Bir gün Dümbüllü oyununu sürdürürken, seyircilerden biri , Dümbüllü’yü protesto etmek amacıyla olsa gerek ki, sahneye bir “salatalık” yani “hıyar” atmış.
Dümbüllü gayet sakin ve son derece saygılı bir şekilde eğilerek yerden hıyarı almış, ona dikkatle bakmış ve seyirciye göstererek:
“Ne güzel…Seyircilerimden  biri bana kartvizitini atmış” demiş.
Ve tabii bu sözün ardından seyircilerden müthiş bir kahkaha, ardından alkış kıyamet…

Bu hikayeyi ne zaman anlatsam, dinleyenlerin bir kısmı Dümbüllü’nün son derece zeki ve kıvrak olduğunu, diğer bir kısmı ise sahne tecrübesinin çok olmasının, bu kıvraklığa sebep olduğunu ifade eder. Bu iki görüşe de katılmakla beraber, bu örnekteki durumun Dil Zekası ile direkt bağlantılı olduğunu da eklemek isterim.

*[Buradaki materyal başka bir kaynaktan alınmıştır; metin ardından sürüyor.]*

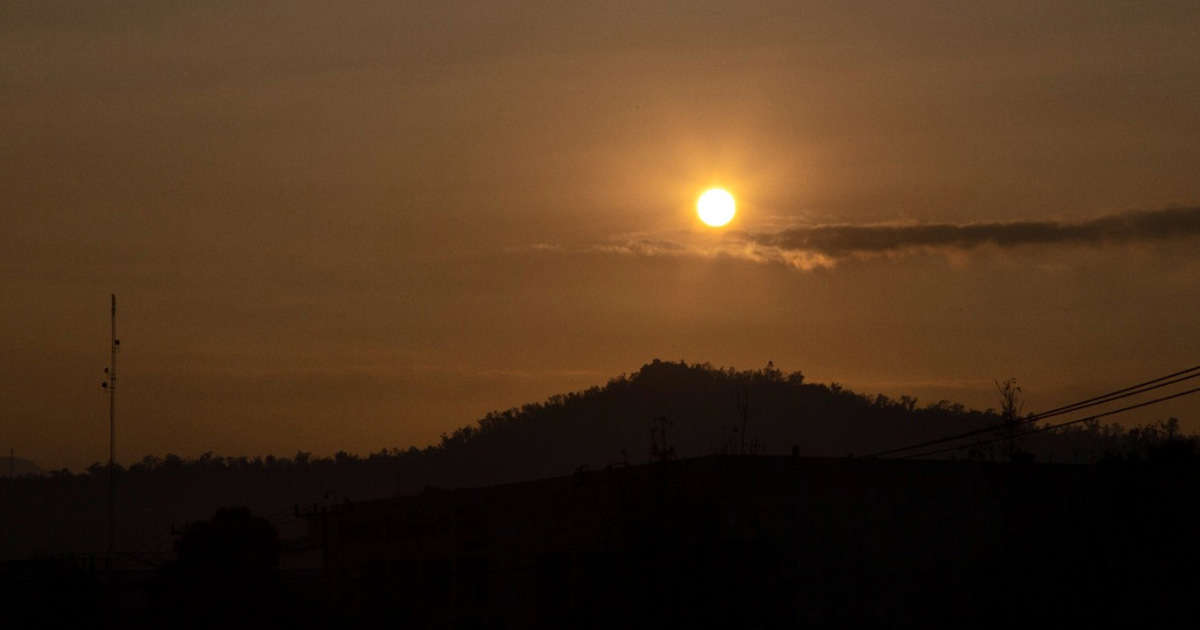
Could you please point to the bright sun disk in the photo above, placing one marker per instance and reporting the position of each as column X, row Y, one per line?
column 715, row 207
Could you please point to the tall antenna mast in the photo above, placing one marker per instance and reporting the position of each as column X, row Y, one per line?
column 111, row 387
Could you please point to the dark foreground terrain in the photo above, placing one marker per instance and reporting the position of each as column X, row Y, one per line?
column 739, row 541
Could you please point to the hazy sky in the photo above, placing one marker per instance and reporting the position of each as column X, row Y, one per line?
column 359, row 225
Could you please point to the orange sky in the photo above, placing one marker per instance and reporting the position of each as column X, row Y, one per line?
column 358, row 226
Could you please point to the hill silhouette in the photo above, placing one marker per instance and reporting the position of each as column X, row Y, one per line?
column 663, row 411
column 702, row 411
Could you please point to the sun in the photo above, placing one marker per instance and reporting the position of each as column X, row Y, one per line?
column 715, row 207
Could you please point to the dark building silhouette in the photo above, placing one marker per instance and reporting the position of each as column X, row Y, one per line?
column 756, row 541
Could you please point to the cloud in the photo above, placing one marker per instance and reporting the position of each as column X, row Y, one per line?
column 839, row 241
column 821, row 246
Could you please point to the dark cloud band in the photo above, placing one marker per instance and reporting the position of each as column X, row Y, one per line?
column 839, row 241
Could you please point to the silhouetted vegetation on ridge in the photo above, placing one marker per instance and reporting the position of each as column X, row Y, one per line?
column 707, row 409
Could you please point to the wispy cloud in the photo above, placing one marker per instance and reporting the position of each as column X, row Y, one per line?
column 825, row 245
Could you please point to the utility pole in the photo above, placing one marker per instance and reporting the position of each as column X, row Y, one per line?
column 111, row 388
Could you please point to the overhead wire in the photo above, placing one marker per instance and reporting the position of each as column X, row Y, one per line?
column 1051, row 427
column 1123, row 393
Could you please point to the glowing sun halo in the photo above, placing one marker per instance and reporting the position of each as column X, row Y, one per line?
column 715, row 207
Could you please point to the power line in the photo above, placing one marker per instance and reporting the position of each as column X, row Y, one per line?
column 1051, row 427
column 1125, row 393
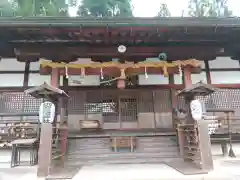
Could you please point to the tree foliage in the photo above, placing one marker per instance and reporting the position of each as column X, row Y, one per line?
column 163, row 11
column 209, row 8
column 27, row 8
column 105, row 8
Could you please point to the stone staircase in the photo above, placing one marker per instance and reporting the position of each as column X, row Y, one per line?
column 88, row 151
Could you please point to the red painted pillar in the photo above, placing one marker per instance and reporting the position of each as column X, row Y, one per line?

Dil Zekası, standart iletişim biçimlerimize, kendimizi ifade ettiğimiz her ortama katkı sağlayacağı gibi, Dümbüllü örneğinde gördüğümüz hazırlıksız yakalandığımız durumlara da etki eder.

Profesyonel iş ortamında, ister sunum yaparken, ister bir toplantıda söz almış iken; “Hazırlık” yapmış bir konuşmacı kadar, beklemediği bir soru gelince, teknik bir sıkıntı ile karşılaşınca, beklediğinden değişik bir katılımcı yorumu alınca yani  “Hazırlıksız” durumlar karşısında bile hakimiyetini, rahatlığını, özgüvenini hatta mizah yeteneğini koruyabilen konuşmacı, dinleyici üzerinde üstün bir etki bırakır.

Hazırlıksız yakalanılan her durum aslında bir sonraki hitabet için çok iyi bir malzemedir. O durumu doğal değerlendirmek başta olmak üzere, konuşmacı olarak doğaçlama tarafımızı kuvvetlendirmek, Dil Zekamızı geliştirmemiz gerekir. Bu özellik de çalışılarak geliştirilebilir.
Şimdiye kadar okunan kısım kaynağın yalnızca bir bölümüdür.